In [16]:
import pandas as pd
import numpy as np
import matplotlib.pyplot as plt

from sklearn import linear_model
from sklearn.cross_validation import train_test_split
from sklearn import preprocessing
from sklearn.ensemble import GradientBoostingRegressor
from sklearn.metrics import mean_squared_error

%pylab inline

Populating the interactive namespace from numpy and matplotlib


`%matplotlib` prevents importing * from pylab and numpy


In [3]:
def gini(solution, submission):
    df = zip(solution, submission)
    df = sorted(df, key=lambda x: (x[1],x[0]), reverse=True)
    rand = [float(i+1)/float(len(df)) for i in range(len(df))]
    totalPos = float(sum([x[0] for x in df]))
    cumPosFound = [df[0][0]]
    for i in range(1,len(df)):
        cumPosFound.append(cumPosFound[len(cumPosFound)-1] + df[i][0])
    Lorentz = [float(x)/totalPos for x in cumPosFound]
    Gini = [Lorentz[i]-rand[i] for i in range(len(df))]
    return sum(Gini)

def normalized_gini(solution, submission):
    solution=np.array(solution)
    submission=np.array(submission)
    normalized_gini = gini(solution, submission)/gini(solution, solution)
    return normalized_gini

In [4]:
train_df = pd.read_csv("../data/train.csv", index_col=0)
test_df = pd.read_csv("../data/test.csv", index_col=0)

In [5]:
labels = train_df.Hazard
train_df.drop('Hazard', axis=1, inplace=True)
test_indices = test_df.index

In [6]:
train = np.array(train_df)
test = np.array(test_df)

In [7]:
train

array([[15, 3, 2, ..., 'E', 2, 2],
       [16, 14, 5, ..., 'E', 2, 1],
       [10, 10, 5, ..., 'E', 6, 1],
       ..., 
       [18, 7, 5, ..., 'E', 1, 1],
       [18, 17, 5, ..., 'C', 2, 6],
       [5, 15, 3, ..., 'E', 5, 4]], dtype=object)

In [8]:
# label encode the categorical variables
for i in range(train.shape[1]):
    if type(train[1,i]) is str:
        lbl = preprocessing.LabelEncoder()
        lbl.fit(list(train[:,i]) + list(test[:,i]))
        train[:,i] = lbl.transform(train[:,i])
        test[:,i] = lbl.transform(test[:,i])

In [9]:
train = train.astype(float)
test = test.astype(float)

In [10]:
train[0]

array([ 15.,   3.,   2.,   5.,   1.,   0.,   1.,   1.,   2.,   7.,   1.,
         1.,  15.,   1.,   0.,   1.,   0.,  36.,  11.,   0.,  10.,   1.,
         2.,  37.,   1.,  11.,   6.,   1.,   0.,   4.,   2.,   2.])

In [11]:
train_x, test_x, train_y, test_y = train_test_split(train, labels, test_size=.2)

In [12]:
clf = GradientBoostingRegressor(n_estimators=100, learning_rate=0.1, 
                                      max_depth=1, random_state=0, loss='ls').fit(train_x, train_y)
mean_squared_error(test_y, clf.predict(test_x))

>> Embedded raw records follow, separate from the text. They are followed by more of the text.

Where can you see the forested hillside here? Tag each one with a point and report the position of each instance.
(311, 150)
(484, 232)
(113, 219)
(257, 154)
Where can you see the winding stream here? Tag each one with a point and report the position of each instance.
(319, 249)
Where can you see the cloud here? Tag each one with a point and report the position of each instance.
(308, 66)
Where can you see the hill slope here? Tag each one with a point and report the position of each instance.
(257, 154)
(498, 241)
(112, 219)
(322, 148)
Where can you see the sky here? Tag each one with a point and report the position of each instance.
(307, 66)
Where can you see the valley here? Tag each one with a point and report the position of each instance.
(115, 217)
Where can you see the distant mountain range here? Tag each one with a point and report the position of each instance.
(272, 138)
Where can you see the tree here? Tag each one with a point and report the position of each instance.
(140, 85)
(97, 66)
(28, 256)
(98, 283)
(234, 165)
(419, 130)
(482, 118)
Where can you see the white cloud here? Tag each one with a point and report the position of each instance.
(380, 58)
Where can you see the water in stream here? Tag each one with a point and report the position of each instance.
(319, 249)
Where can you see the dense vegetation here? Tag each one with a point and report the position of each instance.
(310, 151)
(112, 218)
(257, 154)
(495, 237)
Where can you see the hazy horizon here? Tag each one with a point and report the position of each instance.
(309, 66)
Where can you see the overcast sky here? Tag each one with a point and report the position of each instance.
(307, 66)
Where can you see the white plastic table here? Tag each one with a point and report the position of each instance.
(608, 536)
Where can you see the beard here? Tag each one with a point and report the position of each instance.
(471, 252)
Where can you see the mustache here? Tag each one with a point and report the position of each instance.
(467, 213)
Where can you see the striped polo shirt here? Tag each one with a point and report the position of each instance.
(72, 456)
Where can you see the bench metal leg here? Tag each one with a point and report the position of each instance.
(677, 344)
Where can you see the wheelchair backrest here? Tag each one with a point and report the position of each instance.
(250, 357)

predictor_test = clf.predict(test_x)
predictor_train = clf.predict(train_x)

print normalized_gini(train_y, predictor_train)
print normalized_gini(test_y, predictor_test)

0.308043919839
0.295464817431


In [13]:
predictors = clf.predict(test)
preds = pd.DataFrame({"Id": test_indices, "Hazard": predictors})
preds = preds.set_index('Id')
preds.to_csv('../results/gradboosting_regression.csv')

In [14]:
importances = clf.feature_importances_
indices = np.argsort(importances)[::-1]
print indices

[ 7  1  0  3 11  8 14 31 25 15  2  4 13 10 20 30 21 24 16 12 22 17  9 26 27
  6  5 18 28 19 29 23]


In [15]:
plt.figure()
plt.title("Feature importances")
plt.bar(range(32), importances[indices], color="r", align="center")
plt.xticks(range(32), indices)
plt.xlim([-1, 32])
plt.show()

SystemExit: 0

To exit: use 'exit', 'quit', or Ctrl-D.